Clone and publish the project locally
git clone git@github.com:knshiro/slushy.git
sbt publish-local
Add dependency to build.sbt
libraryDependencies ++= "me.ugo" %% "slushy" % "0.0.1-SNAPSHOT"
Use it!
import me.ugo.slushy.crawler._
import com.netaporter.uri.dsl._
val crawler = Crawler("http://employment.en-japan.com/", 10) { page =>
println("Parsed: " + page.url)
}
Await.ready(crawler.crawl(), Duration.Inf)
import me.ugo.slushy.crawler._
import me.ugo.slushy.scraper._
import com.netaporter.uri.dsl._
import scala.concurrent.Await
import scala.concurrent.duration._
import scala.concurrent.ExecutionContext.Implicits._
val crawler = new Crawler with UrlStorageBloomFilter with SitemapCrawler with EmailCrawler {
override def startUrls: Seq[Uri] = List("http://employment.en-japan.com/")

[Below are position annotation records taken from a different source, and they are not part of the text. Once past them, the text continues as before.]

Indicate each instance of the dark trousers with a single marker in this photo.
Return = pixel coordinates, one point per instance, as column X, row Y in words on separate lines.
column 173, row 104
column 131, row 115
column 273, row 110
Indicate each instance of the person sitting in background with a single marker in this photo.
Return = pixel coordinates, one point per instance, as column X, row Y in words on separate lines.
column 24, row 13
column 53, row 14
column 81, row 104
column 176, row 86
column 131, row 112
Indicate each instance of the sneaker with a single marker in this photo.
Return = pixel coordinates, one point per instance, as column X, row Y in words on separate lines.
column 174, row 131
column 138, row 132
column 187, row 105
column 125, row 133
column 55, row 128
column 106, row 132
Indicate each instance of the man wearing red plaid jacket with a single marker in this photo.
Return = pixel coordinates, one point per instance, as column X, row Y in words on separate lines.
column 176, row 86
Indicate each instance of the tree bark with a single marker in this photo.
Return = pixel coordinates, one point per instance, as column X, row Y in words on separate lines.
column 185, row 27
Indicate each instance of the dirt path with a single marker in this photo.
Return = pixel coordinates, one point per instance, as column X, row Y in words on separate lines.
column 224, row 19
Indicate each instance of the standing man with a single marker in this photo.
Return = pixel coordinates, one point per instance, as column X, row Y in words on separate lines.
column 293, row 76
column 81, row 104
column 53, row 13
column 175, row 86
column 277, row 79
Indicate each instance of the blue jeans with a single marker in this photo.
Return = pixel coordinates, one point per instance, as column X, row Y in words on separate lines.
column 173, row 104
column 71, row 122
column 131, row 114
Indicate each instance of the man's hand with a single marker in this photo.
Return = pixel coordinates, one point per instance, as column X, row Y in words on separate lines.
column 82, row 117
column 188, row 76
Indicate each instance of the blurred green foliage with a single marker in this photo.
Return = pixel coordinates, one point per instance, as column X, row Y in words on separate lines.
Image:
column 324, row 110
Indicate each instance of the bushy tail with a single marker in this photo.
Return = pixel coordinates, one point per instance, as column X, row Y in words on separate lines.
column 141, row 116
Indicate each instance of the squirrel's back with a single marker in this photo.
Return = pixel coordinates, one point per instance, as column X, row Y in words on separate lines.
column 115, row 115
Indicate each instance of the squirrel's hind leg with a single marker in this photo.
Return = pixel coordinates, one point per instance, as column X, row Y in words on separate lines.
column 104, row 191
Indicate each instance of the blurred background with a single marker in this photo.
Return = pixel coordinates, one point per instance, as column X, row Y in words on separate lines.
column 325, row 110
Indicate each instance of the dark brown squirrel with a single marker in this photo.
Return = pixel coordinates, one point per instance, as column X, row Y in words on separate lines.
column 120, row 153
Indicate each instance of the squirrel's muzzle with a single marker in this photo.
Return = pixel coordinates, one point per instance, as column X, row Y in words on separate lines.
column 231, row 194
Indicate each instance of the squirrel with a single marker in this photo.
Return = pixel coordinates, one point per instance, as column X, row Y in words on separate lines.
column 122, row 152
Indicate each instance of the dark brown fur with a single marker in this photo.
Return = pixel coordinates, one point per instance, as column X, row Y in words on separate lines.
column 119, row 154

override val scraper: Scraper = new ThrottledHttpScraper(Frequency(3,100.millis))
onStart {
println("Crawling started! ")
}
onLinkFound { link =>
println("Found link: " + link)
}
onReceivedPage { page =>
println("Received page: " + page.url)
println(page.doc.body().text)
}
onEmailFound { email =>
println("Found email:" + email)
}
onReceivedPage { page =>
println("I'm not just going to print the body of this page")
println("The title is: " + page.doc.title())
}
}
Await.ready(crawler.crawl(), Duration.Inf)
}